Louis Moore PhD

NE Saratoga St.
Portland, Oregon 97211
ADA Accessible
Phone: 503-568-1352
Narrative of Services:

My practice specializes in ACT and Exposure-based therapies (including ERP) for OCD, Anxiety, Panic, and PTSD. I reserve about 50-60% of my private practice for clients with OCD-spectrum disorders. During my postdoctoral training at an OCD clinic, I estimate that I worked with about 20-40 clients where I provided ERP and ACT for OCD. I am early in my career and plan to continue my training in ERP and OCD with workshops, seminars, and consultation.

Treatment of Co-occurring Disorders:

In addition to OCD, Anxiety Disorders, Panic Disorder, and PTSD. I also have experience and training in providing treatment for those with comorbid SUD, AUD, and depression.

Training Description:

I spent most of my postdoctoral training at the Anxiety and OCD Treatment Center of Ann Arbor, MI. There I was trained to provide ERP as well as ACT to those with OCD Spectrum Disorders.
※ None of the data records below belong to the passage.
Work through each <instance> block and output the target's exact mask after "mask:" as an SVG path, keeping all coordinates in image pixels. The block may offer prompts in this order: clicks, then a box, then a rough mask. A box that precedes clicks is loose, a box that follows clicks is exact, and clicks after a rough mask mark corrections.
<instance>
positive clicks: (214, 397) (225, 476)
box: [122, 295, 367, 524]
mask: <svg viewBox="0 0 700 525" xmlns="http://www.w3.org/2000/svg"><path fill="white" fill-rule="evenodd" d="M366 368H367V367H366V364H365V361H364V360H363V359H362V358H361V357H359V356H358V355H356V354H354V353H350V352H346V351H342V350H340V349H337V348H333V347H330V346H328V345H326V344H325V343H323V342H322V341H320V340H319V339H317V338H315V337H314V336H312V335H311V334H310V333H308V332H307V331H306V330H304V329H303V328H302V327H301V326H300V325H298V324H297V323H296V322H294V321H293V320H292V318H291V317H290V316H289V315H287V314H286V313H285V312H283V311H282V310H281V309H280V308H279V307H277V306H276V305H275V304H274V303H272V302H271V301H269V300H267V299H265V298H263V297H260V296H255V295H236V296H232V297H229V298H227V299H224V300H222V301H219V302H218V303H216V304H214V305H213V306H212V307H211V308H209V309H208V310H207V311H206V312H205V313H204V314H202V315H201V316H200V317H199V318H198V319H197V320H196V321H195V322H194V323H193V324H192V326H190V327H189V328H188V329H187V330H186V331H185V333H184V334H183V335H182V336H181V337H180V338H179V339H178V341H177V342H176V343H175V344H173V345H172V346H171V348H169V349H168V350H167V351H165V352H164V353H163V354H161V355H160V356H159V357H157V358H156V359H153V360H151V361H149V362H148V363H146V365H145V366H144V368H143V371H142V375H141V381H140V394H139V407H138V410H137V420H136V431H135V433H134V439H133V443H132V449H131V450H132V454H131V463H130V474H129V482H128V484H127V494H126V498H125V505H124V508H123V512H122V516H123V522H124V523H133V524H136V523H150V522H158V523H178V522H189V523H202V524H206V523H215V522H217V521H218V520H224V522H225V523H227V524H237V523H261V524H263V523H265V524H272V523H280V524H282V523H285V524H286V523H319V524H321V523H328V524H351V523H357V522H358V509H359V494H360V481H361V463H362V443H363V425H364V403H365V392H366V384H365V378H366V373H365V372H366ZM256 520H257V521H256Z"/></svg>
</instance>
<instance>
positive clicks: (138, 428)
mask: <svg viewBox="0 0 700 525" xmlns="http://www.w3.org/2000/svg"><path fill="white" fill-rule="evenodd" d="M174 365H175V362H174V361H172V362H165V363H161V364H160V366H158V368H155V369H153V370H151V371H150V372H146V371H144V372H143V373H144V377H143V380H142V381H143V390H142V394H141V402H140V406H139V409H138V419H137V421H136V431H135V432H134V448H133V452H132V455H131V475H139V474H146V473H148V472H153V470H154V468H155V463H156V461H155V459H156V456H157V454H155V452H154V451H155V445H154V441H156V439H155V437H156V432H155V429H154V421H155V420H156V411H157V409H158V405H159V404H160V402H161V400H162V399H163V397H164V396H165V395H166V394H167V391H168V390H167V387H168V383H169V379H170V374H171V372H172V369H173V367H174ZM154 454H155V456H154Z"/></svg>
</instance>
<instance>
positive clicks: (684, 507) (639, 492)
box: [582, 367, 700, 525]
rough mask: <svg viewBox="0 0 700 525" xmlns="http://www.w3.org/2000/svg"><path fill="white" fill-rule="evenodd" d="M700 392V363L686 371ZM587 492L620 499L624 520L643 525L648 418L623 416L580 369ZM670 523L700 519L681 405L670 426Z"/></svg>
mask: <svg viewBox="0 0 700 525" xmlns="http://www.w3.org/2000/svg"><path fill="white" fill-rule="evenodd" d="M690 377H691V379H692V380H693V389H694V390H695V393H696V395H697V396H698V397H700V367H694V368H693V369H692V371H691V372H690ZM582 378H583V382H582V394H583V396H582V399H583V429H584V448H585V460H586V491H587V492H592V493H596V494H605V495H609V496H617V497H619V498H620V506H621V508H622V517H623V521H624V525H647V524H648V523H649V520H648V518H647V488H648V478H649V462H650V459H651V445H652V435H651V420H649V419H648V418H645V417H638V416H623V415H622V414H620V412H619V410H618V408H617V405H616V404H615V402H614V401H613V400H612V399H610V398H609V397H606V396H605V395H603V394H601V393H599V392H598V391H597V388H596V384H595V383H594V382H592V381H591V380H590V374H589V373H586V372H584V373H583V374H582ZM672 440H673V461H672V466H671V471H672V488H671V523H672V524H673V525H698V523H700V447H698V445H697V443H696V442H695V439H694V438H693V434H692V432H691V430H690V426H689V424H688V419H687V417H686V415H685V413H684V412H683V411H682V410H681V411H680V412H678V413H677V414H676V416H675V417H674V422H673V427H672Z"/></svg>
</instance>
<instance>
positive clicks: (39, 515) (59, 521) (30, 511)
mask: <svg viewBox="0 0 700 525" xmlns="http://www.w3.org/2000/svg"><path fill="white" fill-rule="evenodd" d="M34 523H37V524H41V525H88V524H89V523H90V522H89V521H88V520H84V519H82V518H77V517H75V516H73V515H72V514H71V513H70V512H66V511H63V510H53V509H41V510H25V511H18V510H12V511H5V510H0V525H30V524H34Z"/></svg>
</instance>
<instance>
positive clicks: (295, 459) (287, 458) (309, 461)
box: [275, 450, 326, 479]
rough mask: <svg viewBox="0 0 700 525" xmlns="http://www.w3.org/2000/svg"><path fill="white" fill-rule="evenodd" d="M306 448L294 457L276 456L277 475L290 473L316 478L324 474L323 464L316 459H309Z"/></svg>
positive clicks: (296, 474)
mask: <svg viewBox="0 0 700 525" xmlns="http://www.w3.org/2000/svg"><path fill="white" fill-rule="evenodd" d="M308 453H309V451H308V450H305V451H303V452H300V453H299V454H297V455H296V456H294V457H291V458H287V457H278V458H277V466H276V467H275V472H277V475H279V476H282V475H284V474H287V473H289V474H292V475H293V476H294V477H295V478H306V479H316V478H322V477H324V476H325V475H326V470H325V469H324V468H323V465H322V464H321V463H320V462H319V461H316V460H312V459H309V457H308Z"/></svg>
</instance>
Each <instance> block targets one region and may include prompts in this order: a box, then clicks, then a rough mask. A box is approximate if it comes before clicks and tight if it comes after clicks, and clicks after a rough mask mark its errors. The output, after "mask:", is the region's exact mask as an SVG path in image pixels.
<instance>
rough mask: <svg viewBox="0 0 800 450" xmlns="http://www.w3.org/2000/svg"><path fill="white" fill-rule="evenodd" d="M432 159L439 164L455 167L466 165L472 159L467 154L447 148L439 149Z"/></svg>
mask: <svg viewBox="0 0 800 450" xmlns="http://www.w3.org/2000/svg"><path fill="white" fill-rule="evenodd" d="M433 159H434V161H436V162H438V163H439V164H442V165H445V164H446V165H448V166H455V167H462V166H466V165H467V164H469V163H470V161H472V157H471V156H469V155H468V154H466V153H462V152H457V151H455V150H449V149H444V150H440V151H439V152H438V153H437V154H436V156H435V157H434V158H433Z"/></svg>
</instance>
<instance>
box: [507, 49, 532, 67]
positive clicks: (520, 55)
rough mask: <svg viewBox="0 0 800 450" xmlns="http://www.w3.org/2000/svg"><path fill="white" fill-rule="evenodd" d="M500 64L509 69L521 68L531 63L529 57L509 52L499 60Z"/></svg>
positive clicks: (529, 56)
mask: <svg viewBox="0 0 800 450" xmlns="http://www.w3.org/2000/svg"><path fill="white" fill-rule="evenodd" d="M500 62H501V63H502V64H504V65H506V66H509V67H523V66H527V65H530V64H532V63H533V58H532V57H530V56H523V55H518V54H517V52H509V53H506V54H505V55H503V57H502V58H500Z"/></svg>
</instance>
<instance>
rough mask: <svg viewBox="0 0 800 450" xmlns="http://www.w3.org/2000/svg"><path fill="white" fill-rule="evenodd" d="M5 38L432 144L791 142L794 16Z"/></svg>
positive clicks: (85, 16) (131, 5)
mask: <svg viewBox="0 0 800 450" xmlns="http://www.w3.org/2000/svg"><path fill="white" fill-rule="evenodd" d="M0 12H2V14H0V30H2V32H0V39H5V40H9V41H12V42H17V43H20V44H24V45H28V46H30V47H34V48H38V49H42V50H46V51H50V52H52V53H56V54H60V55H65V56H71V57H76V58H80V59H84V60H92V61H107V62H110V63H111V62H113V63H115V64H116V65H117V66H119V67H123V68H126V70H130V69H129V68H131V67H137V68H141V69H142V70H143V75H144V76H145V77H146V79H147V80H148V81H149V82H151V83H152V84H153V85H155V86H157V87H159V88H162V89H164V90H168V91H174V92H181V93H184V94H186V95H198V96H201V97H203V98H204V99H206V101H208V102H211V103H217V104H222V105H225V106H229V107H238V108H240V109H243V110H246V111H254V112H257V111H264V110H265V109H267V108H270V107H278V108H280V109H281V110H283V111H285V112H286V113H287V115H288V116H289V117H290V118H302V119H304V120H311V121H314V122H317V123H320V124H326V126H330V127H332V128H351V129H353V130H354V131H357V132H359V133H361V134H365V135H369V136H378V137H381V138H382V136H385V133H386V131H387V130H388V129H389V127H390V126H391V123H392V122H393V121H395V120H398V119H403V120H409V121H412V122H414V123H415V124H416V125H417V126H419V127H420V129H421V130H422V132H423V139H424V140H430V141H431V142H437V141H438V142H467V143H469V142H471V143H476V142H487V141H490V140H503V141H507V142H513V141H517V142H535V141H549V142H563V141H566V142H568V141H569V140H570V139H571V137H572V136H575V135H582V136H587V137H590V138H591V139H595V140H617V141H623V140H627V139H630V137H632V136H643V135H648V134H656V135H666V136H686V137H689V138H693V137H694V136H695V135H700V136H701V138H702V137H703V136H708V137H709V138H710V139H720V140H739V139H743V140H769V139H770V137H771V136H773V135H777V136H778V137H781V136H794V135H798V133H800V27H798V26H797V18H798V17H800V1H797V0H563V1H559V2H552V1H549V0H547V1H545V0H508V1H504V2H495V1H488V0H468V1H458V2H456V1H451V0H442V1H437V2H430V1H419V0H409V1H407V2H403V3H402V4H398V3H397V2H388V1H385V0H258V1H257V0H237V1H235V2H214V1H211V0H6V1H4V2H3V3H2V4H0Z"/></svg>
I have since moved to Portland, Oregon to work as a Behavioral Health Consultant at a primary care clinic. At this clinic I still provide some ERP and exposure-based treatments to those with OCD, while also encouraging patients to seek formal ERP therapy. I have recently opened a telehealth practice and want to continue providing individual ERP and ACT therapy for OCD.

Diversity Statement:

I work at a primary care clinic that serves immigrants from all over the world. Most clients come from Spanish-speaking countries, China, Vietnam, Eastern Europe, and North Africa. I work with interpreters to provide mental health treatment to these folks and cultural factors take a front-and-center seat in this work. I have learned a lot about working with people from places where mental health thought of differently or is more harshly stigmatized compared to other societies. The barriers that form from westernized treatments have taught me to be a lot more flexible and creative to best serve all individuals.

In graduate school I completed coursework in multicultural competency which examined research about barriers to treatment due to ethnic, racial, and social disparities. This coursework is very pertinent to me now as I work with many individuals from various ethnic groups, social economic statuses, and nationalities each day. Contemporary treatments have been designed for white and western populations result in barriers I often witness when working with marginalized populations. I believe multicultural competence is an ongoing and enriching learning experience, and mental health professionals must continue to rethink services to make them more useful, inclusive, and welcoming to marginalized groups.